The Consumer Culture Programs Us To Think Individualistically
By Hara Estroff Marano for Psychology Today
The History of Marriage
Marriage probably evolved as the best way to pool the labor of men and women to enable families to subsist and assure that children survive to independence-and data indicate it still is.
But beyond the basics, the purpose of marriage has shifted constantly, says Stephanie Coontz, a historian at Washington's Evergreen State College. It helps to remember that marriage evolved in an atmosphere of scarcity, the conditions that prevailed for almost all of human history.
"The earliest purpose of marriage was to make strategic alliances with other people, to turn strangers into relatives," says Coontz. "As society became more differentiated, marriage became a major mechanism for adjusting your position."
It wasn't until the 18th century that anyone thought that love might have anything to do with marriage, but love was held in check by a sense of duty.
Even through the 19th century, the belief prevailed that females and males had different natures and couldn't be expected to understand each other well.
Only in the 20th century did the idea take hold that men and women should be companions, that they should be passionate, and that both should get sexual and personal fulfillment from marriage.
We're still trying to figure out how to do that-and get the laundry done, too. The hassles of a negotiated and constantly renegotiated relationship-few wish a return to inequality-assure a ready source of stress or disappointment or both.
Programmed by the Consumer Culture to Think of MY Needs
Our mind-set has further shifted over the past few decades, experts suggest. Today, the minute one partner is faced with dissatisfaction-feeling stressed-out or neglected, having a partner who isn't overly expressive or who works too hard or doesn't initiate sex very often-then the communal ideal we bring to relationships is jettisoned and an individualistic mentality asserts itself. We revert to a stingier self that has been programmed into us by the consumer culture, which has only become increasingly pervasive, the current recession notwithstanding.
Psychologically, the goal of life becomes MY happiness.

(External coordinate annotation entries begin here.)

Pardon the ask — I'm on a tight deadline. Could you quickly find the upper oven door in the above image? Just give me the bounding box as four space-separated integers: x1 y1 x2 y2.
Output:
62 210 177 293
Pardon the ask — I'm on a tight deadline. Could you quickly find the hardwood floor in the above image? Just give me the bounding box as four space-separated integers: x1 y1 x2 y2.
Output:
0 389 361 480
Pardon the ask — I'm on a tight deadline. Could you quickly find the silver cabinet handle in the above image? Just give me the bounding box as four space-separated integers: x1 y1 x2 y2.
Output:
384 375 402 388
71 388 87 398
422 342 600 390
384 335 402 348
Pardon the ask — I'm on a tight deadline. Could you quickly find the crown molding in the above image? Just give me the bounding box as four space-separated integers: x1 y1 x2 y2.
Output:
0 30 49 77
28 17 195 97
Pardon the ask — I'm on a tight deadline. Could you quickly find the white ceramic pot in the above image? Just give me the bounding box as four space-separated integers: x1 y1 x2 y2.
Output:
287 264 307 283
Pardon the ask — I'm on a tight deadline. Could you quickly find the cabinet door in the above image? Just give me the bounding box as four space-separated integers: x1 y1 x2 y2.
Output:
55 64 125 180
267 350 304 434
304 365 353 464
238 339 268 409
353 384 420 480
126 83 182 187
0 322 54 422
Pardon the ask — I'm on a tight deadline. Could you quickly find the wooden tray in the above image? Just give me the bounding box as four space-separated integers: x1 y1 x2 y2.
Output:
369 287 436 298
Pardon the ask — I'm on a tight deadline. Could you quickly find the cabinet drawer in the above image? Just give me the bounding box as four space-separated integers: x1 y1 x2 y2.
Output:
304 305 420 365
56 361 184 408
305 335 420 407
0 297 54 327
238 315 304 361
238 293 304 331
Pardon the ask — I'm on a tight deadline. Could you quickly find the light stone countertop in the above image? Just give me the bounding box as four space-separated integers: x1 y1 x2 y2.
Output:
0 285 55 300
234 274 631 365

"The minute your needs are not being met then you appropriate the individualistic norm," says William Doherty, professor of family sciences at the University of Minnesota. This accelerating consumer mind-set is a major portal through which destructive forces gain entry and undermine conjoint life.
"Marriage is for me" is the way Austin, Texas, family therapist Pat Love puts it. "It's for meeting my needs." It's not about what I do, but how it makes me feel.

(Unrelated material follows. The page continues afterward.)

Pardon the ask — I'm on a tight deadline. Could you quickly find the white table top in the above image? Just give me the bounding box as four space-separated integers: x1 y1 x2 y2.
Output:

Such beliefs lead to a sense of entitlement: "I deserve better than I'm getting."
Doherty sees that as the basic message of almost every advertisement in the consumer culture. You deserve more and we can provide it.

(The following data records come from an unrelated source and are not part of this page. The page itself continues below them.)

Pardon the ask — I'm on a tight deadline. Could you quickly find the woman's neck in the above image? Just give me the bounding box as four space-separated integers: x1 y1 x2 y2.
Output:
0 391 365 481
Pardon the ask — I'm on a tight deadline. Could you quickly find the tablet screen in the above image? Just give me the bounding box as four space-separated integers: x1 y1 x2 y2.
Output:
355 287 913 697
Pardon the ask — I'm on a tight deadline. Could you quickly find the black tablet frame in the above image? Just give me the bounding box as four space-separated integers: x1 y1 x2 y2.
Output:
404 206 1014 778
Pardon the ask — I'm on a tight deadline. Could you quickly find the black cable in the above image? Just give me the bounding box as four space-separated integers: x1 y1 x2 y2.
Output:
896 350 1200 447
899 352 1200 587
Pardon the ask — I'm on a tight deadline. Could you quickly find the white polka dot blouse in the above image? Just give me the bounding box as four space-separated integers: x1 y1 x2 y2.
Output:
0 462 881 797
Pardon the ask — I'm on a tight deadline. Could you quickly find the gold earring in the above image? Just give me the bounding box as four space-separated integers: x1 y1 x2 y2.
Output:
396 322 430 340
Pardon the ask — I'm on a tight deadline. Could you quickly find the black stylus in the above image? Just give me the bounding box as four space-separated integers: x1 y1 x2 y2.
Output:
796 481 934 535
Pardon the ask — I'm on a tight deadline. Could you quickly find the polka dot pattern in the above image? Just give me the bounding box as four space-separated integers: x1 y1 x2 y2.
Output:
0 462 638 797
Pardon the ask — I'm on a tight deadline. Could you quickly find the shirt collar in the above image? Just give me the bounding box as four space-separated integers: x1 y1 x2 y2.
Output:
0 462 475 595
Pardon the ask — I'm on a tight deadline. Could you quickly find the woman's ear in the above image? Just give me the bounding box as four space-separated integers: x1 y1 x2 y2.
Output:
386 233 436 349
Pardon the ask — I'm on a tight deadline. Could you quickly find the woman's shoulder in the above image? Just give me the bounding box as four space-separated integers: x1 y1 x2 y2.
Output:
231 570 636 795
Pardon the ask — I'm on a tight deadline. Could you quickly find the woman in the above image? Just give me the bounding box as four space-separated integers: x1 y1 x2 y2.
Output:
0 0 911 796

You begin to think: This isn't the deal I signed up for. Or you begin to feel that you're putting into this a lot more than you're getting out. "We believe in our inalienable right to the intimate relationships of our choice," says Doherty.
In allowing such free-market values to seep into our private lives, we come to believe that a partner's job is, above all, to provide pleasure.
"People do not go into relationships because they want to learn how to negotiate and master difficulties," observes Brown University psychiatrist Scott Haltzman. "They want the other person to provide pleasure."
It's partner as service provider. The pleasure bond, unfortunately, is as volatile as the emotions that underlie it and as hollow and fragile as the hedonic sense of happiness.